Post-communist era to the present (since 1989)

After the uprising it turned out that there were bunker systems and tunnels in Bucharest, some of them from the Middle Ages. An escape tunnel led from the former Central Committee building from the Calea Victorei zone to the Universitate underground station. In addition, the Parliament Palace had a large bunker with various exits.

Arena Naţională 2010

Dissatisfied with the continued political and economic influence of former supporters of the Ceaușescu dictatorship, anti-communist demonstrators met in the same year on Bucharest University Square for an ongoing protest . The demonstrations were also directed against the election of Ion Iliescu as president. In this context, miners from the Shilt Valley ( Valea Jiului ) were brought to Bucharest to break up the demonstrations by force. There were dead and injured in the so-called six “ Mineriades ”. In late September 1991, the Roman government collapsed when the miners returned to Bucharest to demand higher wages and better living conditions.

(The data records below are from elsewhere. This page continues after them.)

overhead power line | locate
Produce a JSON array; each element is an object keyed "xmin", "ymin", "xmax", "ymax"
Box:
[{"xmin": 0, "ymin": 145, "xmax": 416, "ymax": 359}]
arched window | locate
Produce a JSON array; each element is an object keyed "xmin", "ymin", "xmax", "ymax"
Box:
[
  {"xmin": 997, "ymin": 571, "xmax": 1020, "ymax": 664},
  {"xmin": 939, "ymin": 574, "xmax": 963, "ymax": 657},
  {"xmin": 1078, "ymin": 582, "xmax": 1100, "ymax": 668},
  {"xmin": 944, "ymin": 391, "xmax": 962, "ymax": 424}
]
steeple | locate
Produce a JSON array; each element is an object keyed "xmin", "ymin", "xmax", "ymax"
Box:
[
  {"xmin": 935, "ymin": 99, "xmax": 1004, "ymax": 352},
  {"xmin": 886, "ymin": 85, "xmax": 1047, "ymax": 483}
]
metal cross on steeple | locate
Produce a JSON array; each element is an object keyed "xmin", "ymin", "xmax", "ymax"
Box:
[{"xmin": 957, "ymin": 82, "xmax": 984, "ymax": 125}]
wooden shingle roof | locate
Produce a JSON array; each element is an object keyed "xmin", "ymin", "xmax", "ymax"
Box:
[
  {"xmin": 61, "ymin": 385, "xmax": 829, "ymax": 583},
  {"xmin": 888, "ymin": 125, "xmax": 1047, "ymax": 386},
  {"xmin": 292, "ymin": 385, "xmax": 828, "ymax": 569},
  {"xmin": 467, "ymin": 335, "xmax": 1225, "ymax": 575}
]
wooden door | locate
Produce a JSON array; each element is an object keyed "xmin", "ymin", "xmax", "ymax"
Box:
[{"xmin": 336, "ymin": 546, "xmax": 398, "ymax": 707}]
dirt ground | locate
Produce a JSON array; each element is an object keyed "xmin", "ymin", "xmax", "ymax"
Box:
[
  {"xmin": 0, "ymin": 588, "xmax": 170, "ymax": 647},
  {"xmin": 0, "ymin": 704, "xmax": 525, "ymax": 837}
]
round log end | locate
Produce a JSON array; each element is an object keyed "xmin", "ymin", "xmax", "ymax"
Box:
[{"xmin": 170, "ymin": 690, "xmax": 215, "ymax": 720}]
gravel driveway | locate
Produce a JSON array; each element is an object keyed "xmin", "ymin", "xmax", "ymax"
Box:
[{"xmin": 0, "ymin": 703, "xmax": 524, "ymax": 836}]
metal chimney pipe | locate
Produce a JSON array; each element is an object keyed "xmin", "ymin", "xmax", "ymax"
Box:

The representatives of all six Black Sea countries met on April 21 and 22, 1992 in the city. After the conference, the Bucharest Convention (or the Convention on the Protection of the Black Sea from Pollution ) was adopted. The framework convention came into force in 1994. In the same year Bucharest became the permanent seat of the SECI (Southeast European Cooperative Initiative).

After the fall of 1989, another building boom began. In the interest of reorganizing the city center, ideas were created at the end of the 1990s through the urban planning competition "București 2000", which was to form the basis for further urban development. Binding decisions based on the competition result are still pending despite an existing development strategy. The self-indulgence of construction investors later led to protests. According to the protesters, despite an existing master plan, in which 98 zones had architectural protection status, there was no orderly urban development. In 2009, therefore, over 6,000 citizens demonstrated against the urban sprawl.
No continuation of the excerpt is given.